Todos vigilaban. Todos callaban. Las miradas se tornaron más pesadas; el énfasis de cada palabra no descubierta, escondida, aumentaba al ritmo de los latidos que escuchaban aquellas cuatro paredes. La monjita salió de la habitación.

Tuve miedo de que la cara angelical de la mujer del Francés se posara sobre mí.

—Adiel, por favor, ¿te importaría ir a alguna plaza, o barbería, a comprar jabón de brocha y unas cuchillas para afeitar a mi marido? Seguro que por aquí cerca hay alguna botica o algún otro establecimiento que puede venderte los bártulos. Puedes preguntarle a la hermana…

Tuve miedo de que la cara angelical…, tuve miedo, ¡y me sentí feliz de que esos ojos me encontraran!

—Claro que sí.

Le dirigí una mirada a Tortosa. Él asintió con vehemencia. Cogí los dineros que me tendía Clarisse, y sin más preámbulos salí del hospital, sin preguntar a nadie, en busca de esa plaza donde encontrar lo que me habían encomendado.

Por espacio de tres cuartos de hora deambulé entre el laberinto de calles que rodeaban el lugar. Aquel entresijo de monumentos olía a brujería y a crímenes sin resolver. Mi imaginación devoraba imágenes e improntas inexistentes a un ritmo de miles de historias por segundo. Dejé que fuese mi maltrecha intuición la que me guiase por las avenidas solitarias en busca de un tenderete, tal vez en un viejo mercado de abastos.

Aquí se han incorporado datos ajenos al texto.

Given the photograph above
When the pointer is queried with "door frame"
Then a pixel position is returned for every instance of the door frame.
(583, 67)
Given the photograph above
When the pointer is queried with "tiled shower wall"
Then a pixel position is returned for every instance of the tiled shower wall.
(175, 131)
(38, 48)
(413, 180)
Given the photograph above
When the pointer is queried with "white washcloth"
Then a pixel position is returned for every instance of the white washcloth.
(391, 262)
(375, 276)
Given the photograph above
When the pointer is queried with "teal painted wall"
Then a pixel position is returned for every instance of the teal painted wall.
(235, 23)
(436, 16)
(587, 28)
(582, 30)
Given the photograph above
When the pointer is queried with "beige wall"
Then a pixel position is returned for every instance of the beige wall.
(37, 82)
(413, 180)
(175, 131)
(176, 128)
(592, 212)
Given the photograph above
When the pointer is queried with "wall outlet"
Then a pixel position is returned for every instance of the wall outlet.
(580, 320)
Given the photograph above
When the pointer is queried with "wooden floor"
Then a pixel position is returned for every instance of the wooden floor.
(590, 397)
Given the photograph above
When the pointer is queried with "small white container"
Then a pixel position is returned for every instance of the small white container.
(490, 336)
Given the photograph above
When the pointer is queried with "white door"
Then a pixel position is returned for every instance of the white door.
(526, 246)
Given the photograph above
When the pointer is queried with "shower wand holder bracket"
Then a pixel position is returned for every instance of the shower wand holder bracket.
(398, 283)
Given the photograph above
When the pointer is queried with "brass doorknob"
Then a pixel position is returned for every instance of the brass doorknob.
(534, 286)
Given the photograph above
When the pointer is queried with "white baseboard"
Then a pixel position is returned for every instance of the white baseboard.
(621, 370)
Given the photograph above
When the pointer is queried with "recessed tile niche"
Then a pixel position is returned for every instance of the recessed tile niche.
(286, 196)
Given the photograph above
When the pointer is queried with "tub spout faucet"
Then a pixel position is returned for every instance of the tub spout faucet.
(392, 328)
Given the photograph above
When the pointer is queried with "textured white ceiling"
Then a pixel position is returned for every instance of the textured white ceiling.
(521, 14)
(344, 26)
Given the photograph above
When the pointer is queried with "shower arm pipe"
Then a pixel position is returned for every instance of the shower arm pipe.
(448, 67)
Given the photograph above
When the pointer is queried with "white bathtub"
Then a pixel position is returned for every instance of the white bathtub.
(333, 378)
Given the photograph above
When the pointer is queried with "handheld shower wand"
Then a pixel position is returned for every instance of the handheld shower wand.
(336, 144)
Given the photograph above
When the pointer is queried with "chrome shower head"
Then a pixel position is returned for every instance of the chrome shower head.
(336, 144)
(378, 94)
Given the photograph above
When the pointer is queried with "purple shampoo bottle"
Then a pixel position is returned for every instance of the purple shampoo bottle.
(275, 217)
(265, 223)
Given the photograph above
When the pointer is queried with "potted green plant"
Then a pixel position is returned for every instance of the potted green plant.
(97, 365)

Recorrí los mismos pasos alguna que otra vez, hasta que, tímidamente, vi aparecer a lo lejos lo que parecía una torreta de moros o cristianos muy antigua. Quizá fue el azar, quizá esa intuición de la que antes he hablado, o quizá el maldito destino, pero fuera lo que fuese, en aquel mismo lugar en el que fijé mi vista un segundo antes, distinguí, sin lugar a dudas, el perfil inconfundible de mi amada Dulce; y ¡me maldigo ahora!, porque me atacó, fruto de la sorpresa, una más que tonta parálisis por todo mi cuerpo que me hizo perder el empuje y el trote necesario para acercarme hasta donde ella. Para cuando reaccioné, ese perfil inmaculado había desaparecido.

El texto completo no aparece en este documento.